White House Release: Following a unanimous vote by the Judiciary Committee last week, the Senate just confirmed Seventh Circuit Court of Appeals Judge Amy Coney Barrett to become the 115th Associate Justice on the United States Supreme Court.
“Having confirmed her to the Circuit Court in 2017 with bipartisan support, the Senate has already undertaken a thorough and rigorous review of her record,” Sen. Ted Cruz (R-TX) said after President Trump made the nomination last month.
Throughout Justice Barrett’s career, she has faithfully upheld our U.S. Constitution as written. The American Bar Association gave Barrett its highest rating, and she has an impressive track record across the legal profession—as a judge, professor, and litigator.
Most important, she will bring a valuable new perspective to our High Court:
- Justice Barrett is the first mother of school-aged children to become a Supreme Court Justice. She is also only the fifth woman ever to serve.
- As the mother of a child with special needs, she understands the issues and concerns confronting our nation’s most vulnerable people.
- Justice Barrett will be the only current justice to have a law degree from a school other than Harvard or Yale. She graduated at the top of her class from Notre Dame Law School in Indiana.

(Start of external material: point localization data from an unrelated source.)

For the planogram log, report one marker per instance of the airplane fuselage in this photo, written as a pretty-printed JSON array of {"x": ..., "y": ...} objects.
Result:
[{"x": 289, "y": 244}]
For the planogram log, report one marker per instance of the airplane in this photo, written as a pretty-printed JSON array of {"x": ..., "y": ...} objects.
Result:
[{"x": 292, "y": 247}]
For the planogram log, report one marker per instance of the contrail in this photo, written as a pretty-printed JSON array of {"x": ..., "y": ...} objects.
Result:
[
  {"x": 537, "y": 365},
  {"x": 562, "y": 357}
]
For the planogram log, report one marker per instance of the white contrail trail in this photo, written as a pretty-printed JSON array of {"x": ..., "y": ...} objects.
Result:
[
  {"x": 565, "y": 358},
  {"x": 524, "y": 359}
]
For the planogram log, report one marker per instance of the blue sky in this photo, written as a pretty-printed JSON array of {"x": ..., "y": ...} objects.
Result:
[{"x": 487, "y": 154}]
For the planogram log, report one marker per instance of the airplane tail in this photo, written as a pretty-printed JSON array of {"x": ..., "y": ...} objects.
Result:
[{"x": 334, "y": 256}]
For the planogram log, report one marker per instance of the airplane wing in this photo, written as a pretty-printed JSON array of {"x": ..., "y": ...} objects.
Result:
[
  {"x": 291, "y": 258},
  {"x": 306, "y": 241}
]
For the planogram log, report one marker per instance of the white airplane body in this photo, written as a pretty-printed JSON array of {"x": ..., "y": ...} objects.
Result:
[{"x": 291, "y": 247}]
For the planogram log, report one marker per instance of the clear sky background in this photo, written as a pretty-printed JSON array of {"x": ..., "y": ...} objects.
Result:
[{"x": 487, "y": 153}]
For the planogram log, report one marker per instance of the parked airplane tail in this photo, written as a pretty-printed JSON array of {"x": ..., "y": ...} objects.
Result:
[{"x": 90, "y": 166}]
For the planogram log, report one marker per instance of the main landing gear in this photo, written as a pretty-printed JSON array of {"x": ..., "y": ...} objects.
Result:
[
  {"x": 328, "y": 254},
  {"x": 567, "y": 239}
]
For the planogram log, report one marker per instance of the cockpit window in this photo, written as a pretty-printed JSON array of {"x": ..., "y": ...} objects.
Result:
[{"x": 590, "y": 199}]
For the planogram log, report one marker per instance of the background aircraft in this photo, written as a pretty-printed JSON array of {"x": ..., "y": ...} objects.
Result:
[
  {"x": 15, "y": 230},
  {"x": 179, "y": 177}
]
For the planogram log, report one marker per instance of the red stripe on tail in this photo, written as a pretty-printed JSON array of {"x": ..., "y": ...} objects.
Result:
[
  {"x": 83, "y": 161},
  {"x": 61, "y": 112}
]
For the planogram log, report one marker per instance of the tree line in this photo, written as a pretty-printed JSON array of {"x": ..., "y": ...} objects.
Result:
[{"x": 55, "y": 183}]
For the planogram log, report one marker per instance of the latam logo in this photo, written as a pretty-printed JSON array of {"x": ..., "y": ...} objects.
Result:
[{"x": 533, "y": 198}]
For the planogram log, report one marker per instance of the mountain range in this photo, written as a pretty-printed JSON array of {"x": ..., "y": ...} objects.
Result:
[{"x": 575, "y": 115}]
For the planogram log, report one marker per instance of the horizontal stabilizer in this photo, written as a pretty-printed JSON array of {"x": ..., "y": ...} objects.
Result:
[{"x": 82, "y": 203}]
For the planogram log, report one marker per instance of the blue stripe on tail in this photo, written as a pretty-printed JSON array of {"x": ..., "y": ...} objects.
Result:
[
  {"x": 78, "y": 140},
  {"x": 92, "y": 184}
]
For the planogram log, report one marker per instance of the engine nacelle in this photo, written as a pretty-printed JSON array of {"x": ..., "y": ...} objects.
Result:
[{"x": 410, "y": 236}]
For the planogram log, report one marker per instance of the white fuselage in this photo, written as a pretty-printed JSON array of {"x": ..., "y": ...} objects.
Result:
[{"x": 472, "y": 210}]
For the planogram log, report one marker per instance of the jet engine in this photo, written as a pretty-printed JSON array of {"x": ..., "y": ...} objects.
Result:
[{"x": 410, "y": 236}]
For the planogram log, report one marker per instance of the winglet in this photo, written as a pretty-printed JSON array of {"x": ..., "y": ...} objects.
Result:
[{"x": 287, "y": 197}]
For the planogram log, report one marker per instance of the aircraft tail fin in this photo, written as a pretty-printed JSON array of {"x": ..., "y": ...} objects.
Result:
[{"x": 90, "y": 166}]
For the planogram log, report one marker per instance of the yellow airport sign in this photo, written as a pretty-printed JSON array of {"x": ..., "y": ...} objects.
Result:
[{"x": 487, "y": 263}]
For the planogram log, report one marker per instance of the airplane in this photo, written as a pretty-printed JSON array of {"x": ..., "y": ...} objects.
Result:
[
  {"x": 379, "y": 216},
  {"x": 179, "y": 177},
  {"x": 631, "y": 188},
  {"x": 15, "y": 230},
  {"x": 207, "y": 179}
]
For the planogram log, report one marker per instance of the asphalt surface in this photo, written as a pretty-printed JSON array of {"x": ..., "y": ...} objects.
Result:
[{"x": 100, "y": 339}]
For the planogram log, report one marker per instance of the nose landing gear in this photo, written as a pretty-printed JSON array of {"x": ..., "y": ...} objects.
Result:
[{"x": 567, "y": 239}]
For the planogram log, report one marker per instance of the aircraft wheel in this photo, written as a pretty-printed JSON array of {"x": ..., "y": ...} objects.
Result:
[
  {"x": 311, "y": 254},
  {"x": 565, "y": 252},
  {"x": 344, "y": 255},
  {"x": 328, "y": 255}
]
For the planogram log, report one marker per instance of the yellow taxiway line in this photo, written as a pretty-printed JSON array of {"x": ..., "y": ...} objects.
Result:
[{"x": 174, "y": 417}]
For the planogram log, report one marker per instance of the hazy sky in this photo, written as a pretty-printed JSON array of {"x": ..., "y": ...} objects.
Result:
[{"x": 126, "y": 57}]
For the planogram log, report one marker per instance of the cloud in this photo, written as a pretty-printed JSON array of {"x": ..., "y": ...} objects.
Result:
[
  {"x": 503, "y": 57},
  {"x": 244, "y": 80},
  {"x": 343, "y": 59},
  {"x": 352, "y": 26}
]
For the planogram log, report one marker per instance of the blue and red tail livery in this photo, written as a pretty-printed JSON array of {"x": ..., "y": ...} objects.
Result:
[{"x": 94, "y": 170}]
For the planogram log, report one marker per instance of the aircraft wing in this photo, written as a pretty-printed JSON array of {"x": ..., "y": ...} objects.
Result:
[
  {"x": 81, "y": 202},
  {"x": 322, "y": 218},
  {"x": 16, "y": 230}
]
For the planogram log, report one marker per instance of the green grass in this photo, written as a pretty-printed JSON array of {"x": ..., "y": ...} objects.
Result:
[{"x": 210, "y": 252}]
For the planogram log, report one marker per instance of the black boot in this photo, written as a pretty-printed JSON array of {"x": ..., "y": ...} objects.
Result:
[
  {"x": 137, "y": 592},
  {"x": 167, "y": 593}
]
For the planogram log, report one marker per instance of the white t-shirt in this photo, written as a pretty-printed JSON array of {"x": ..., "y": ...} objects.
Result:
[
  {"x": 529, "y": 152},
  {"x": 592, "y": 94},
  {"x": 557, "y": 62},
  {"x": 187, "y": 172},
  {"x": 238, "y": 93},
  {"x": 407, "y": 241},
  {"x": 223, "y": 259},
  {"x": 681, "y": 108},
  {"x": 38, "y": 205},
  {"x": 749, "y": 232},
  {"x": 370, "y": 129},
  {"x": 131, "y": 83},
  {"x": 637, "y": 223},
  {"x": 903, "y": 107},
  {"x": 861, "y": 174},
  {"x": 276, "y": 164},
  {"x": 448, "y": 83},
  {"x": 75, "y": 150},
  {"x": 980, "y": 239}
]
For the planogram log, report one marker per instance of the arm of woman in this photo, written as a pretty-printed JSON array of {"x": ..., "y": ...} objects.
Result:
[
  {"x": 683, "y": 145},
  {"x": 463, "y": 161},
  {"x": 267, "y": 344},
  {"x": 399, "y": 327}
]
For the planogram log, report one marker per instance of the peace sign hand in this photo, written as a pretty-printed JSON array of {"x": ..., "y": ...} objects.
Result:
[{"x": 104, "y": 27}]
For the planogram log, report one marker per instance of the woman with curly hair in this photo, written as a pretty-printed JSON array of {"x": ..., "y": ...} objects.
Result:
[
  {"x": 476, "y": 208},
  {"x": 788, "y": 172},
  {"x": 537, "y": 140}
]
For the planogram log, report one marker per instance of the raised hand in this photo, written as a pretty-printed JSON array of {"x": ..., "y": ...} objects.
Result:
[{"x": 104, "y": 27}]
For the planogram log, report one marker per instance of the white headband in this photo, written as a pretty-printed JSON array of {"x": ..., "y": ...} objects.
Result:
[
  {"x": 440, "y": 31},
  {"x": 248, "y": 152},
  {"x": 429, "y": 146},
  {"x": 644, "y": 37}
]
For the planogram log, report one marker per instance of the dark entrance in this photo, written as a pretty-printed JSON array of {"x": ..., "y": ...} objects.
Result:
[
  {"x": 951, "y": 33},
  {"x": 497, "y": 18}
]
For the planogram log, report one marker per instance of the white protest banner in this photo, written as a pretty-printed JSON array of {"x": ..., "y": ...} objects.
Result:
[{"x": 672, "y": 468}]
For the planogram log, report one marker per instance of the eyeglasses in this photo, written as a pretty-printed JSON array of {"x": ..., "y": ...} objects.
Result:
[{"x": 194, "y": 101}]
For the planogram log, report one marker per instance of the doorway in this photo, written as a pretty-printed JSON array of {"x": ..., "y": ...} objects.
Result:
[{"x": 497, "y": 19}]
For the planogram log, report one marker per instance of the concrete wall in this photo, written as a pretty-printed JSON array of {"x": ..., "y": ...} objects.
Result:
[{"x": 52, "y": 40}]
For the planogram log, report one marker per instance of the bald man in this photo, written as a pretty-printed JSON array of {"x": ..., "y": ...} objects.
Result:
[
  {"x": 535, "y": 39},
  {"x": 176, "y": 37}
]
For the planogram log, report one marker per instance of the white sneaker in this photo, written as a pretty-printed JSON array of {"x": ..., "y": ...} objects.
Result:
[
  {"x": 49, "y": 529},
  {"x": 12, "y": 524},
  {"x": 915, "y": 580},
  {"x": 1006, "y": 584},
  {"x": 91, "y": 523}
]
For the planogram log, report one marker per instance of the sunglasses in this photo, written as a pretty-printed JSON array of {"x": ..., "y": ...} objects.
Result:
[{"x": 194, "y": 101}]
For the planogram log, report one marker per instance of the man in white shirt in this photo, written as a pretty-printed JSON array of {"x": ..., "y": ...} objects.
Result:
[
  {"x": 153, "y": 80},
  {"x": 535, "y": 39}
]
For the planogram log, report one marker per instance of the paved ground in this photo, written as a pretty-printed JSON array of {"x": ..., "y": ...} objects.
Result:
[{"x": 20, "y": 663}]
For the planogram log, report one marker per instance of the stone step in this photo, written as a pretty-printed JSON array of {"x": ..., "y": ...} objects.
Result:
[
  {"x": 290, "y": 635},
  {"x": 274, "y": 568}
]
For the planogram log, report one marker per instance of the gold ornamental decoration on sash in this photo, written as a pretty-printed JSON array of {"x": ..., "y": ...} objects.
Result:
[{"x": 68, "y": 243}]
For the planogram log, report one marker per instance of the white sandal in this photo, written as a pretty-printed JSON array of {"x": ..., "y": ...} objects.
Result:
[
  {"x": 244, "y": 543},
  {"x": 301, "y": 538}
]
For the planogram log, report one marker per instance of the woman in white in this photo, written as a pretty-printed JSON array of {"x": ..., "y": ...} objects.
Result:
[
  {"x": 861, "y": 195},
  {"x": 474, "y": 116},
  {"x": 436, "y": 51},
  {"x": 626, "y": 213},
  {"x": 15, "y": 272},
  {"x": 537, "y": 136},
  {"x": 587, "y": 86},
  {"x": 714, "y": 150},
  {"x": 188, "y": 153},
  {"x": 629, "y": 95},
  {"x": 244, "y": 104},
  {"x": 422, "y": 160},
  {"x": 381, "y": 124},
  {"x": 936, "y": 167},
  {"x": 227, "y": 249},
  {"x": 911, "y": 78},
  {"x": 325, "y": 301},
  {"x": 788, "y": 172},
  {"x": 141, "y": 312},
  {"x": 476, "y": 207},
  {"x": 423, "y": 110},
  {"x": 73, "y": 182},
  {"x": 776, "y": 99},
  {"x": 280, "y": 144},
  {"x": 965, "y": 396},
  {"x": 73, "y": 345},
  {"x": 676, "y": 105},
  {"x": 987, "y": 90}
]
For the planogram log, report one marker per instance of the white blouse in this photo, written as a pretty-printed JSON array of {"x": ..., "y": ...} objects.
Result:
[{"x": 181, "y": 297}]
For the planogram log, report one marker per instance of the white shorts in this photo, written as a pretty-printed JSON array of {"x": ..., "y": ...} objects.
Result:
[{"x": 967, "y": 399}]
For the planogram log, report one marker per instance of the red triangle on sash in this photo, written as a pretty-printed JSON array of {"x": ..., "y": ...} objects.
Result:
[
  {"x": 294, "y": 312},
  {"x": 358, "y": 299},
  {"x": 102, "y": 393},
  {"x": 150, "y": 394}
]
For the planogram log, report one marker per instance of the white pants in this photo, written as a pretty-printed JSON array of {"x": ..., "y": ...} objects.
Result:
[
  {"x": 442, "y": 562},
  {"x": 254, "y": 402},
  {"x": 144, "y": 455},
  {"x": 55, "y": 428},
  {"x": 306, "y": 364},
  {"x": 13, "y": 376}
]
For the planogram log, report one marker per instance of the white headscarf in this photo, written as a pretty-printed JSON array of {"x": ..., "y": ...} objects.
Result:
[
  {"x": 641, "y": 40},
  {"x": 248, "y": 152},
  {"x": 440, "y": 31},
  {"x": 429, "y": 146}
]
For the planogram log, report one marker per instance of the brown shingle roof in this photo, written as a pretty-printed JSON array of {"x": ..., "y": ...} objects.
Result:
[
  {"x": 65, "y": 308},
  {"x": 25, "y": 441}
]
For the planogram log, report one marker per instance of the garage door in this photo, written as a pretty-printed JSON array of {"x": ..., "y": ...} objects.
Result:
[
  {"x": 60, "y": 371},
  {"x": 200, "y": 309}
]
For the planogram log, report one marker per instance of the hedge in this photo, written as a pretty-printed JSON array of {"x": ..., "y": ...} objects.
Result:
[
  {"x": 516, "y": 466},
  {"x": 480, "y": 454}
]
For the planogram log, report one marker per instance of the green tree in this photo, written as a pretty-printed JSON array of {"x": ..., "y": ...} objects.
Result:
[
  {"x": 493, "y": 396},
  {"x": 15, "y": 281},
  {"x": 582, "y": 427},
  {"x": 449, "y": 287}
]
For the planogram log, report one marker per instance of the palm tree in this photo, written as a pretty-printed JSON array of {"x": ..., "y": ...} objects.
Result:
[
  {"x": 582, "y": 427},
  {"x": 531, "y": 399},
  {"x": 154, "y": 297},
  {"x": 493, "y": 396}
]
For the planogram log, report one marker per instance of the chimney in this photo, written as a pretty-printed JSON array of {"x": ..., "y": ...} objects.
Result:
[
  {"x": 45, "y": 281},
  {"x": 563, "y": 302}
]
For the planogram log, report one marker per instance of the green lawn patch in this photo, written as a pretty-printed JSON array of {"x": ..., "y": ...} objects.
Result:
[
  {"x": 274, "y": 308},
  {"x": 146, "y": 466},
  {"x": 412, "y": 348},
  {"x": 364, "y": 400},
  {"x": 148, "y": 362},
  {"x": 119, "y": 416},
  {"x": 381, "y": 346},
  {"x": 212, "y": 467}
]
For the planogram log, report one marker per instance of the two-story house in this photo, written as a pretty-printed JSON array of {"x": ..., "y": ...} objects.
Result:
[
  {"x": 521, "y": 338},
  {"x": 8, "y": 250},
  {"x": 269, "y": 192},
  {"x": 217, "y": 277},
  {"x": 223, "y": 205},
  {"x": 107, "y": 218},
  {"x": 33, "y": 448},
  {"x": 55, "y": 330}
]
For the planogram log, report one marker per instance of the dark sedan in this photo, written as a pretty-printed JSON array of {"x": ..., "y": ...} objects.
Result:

Justice Barrett has made her philosophy clear: She will not legislate from the bench. “Courts have a vital responsibility to the rule of law, which is critical to a free society, but courts are not designed to solve every problem or right every wrong in our public life,” she said during her confirmation hearings.
“The policy decisions and value judgments of government must be made by the political branches, elected by and accountable to the people,” she added.
One letter—written by Justice Barrett’s former law clerks—calls her approach principled and independent-minded. “Judge Barrett taught us that a good judge will not always like the results she reaches; a good judge goes wherever the law leads,” it reads.
Justice Barrett is the very model of a sympathetic yet impartial judge, according to her colleagues at Notre Dame Law School. She is exactly the type of person whom the American people deserve to have sitting on their Supreme Court.
“If we are to protect our institutions, and protect the freedoms, and protect the rule of law that’s the basis for the society and the freedom that we all enjoy—if we want that for our children and our children’s children—then we need to participate in that work,” Justice Barrett said.